As a VR Interface Engineer, you will own and develop our VR application, which translates human intent into robot actions and relays rich environmental feedback to the user through an intuitive interface. You will work at the intersection of robotics, human-computer interaction, and real-time systems.
What You'll Do
Develop and maintain an intuitive VR user interface in Unity, including switching and compositing video feeds, displaying kinematic target ghost overlays, identifying and highlighting objects of interest, and building an ergonomic control scheme for the app.
Seek and implement feedback from our expert operators and end-users to continuously improve usability and task completion speed using our humanoid robot
Translate human input (wrists and fingers) into robot actions using visual or inertial sensors.
Derive height, torso orientation (roll/pitch/yaw), and 2D pose translation intent from a VR headset and optional IMUs.

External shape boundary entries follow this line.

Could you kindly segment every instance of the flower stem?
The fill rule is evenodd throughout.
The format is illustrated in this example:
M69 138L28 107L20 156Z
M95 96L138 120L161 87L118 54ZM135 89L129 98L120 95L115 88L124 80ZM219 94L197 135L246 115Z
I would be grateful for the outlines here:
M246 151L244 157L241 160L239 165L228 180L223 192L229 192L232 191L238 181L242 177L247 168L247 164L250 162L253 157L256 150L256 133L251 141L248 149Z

Ingest, time-synchronize, and relay telepresence information back to the user (video, audio, tactile) with minimal latency.
What You'll Bring
Strong experience with Unity or other VR/AR platforms.

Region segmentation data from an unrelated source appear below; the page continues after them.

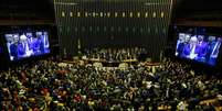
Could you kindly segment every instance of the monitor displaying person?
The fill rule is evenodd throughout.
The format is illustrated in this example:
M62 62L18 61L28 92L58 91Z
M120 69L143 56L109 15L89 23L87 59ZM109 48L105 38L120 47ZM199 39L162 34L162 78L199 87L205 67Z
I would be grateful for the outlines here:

Ability to write production-quality code in C#, Python, or C++.
Comfort working in a fast-moving, cross-disciplinary team alongside robotics and controls engineers.

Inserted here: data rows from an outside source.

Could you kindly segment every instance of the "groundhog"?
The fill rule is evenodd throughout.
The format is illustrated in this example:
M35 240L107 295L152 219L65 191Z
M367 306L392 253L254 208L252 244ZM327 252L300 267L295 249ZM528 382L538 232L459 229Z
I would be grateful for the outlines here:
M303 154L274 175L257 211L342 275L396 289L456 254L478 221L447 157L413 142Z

Clear communication skills and ability to iterate on feedback.
Nice to Have
Experience with tactile, inertial, or vision-based sensors.
Prior work in state estimation, visual odometry, SLAM, or 3D reconstruction.
Understanding of robotics fundamentals: geometry, linear algebra, kinematics, dynamics.
Familiarity with ROS, gRPC, or low-latency streaming protocols.
Expected Compensation$150,000 - $250,000/annual salary + 0.25-1% equity + benefits
Pay offered may vary depending on multiple individualized factors, including market location, job-related knowledge, skills, and experience. The total compensation package for this position may also include other elements dependent on the position offered. Details of participation in these benefit plans will be provided if an employee receives an offer of employment.